Int (sin2x)dx = -(cos 2x)/2 + C

**Int sin3x*cos5x dx = -(cos8x)/16 + (cos 2x)/4 + C**

intg sin3x * cos5x

Let us rewrite:

we know that:

sina * cosb = [sin(a+b) + sin(a-b)]/2

==> sin3x *cos5x = [sin4x + sin2x]/2

= (1/2)sin4x + (1/2)sin2x

Now let us integrate:

==> intg sin3x*cos5x = (1/2) intg (sin4x + sin2x) dx

= (1/2) [ intg sin4x dx+ intg sin2x dx]

= (1/2) [(-cos4x)/4 + (-cos2x)/2] + C

** = -cos4x / 8 - cos2x/4 + C**

To integrate sin3x*cos5x .

We know that Int {u(x)v(x)} = u(x)Int v(x)dx - Int {u'(x) intv(x) dx}dx.

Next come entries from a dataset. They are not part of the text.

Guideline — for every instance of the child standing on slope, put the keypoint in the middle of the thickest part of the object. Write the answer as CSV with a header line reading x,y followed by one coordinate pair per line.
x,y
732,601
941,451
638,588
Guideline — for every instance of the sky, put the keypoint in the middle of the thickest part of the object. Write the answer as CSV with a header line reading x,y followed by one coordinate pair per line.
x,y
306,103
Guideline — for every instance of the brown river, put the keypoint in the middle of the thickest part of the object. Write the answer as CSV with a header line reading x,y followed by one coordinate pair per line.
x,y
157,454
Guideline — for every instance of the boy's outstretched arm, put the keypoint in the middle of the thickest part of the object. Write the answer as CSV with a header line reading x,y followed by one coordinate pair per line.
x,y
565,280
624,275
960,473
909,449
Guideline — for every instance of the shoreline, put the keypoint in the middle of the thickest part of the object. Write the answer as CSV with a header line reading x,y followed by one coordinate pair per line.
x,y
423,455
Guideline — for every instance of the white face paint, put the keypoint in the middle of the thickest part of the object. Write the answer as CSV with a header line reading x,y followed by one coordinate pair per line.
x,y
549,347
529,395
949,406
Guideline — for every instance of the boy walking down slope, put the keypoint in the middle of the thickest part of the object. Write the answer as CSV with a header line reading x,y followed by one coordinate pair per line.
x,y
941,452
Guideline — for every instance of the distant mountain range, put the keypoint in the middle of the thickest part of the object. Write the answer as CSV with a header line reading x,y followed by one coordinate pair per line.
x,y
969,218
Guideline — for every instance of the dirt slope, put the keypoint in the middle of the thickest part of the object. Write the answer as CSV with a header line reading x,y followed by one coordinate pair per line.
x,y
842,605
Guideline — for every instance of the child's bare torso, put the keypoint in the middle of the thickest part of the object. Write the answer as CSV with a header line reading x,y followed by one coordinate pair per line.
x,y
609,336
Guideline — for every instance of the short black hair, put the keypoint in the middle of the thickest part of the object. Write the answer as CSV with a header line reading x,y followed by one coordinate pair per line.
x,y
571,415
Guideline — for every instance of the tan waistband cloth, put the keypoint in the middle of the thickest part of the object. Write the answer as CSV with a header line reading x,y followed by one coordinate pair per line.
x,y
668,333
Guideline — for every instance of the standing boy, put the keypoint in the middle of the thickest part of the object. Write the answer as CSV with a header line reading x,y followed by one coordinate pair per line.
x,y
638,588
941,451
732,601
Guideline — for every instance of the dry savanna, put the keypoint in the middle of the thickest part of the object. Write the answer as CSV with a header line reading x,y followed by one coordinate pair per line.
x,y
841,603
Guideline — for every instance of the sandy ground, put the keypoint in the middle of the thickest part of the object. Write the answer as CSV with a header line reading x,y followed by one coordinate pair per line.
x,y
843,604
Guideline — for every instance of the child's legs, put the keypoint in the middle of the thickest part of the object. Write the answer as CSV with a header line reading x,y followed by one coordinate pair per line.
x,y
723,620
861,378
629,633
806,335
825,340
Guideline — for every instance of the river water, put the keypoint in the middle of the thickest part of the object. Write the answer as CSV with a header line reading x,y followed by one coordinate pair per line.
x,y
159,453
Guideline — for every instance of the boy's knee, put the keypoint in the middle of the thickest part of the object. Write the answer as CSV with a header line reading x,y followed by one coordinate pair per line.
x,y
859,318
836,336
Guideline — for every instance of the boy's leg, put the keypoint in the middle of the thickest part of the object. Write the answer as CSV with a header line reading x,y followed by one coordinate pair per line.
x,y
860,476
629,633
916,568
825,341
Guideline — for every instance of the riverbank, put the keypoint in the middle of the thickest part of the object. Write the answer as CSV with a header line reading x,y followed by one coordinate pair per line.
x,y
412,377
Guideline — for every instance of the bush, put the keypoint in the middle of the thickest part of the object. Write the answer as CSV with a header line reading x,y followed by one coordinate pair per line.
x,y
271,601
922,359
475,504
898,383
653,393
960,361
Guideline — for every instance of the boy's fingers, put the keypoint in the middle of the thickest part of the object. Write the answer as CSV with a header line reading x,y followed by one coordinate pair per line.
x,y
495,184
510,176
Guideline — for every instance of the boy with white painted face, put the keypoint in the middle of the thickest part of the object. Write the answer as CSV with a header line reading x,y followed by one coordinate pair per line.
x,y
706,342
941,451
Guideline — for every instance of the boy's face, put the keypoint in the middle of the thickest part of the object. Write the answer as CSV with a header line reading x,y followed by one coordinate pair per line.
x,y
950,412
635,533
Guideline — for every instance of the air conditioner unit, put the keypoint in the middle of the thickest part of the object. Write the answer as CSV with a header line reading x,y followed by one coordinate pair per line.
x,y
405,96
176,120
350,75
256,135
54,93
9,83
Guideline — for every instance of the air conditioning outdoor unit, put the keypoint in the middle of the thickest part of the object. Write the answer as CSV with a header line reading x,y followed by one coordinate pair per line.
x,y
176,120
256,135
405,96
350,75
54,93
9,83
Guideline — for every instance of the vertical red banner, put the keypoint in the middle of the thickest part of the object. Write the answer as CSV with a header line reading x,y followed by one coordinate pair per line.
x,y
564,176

Let I = Int (sin3x *cos5x) dx = sin3x (sin5x)/5 - (1/5) Int ((sin3x )'*sin5x)dx

I = (1/5) sin3x sin5x - (1/5) Int (3cos3x*sin5x) dx

I = (1/5)sin3xsin5x - (3/5){cos3x* (-cos5x)/5 - Int (-3sin3x)(-cos5x/5)}dx

I = (1/5) sin3xsin5x +(3/25)(cos3x+cos5x) + (9/25) I

(1-9/25)I = (1/5)sin3xsin5x +(3/25)(cos3x+cos5x)

Divide both sides by (1-9/25) = 16/25:

I = (5/16)(sin3xsin5x) +(3/16)(cos3x+cos5x).

Therefore Int (sin3x*cos3x)dx = (5/16)(sin3xsin5x) +(3/16)(cos3x+cos5x).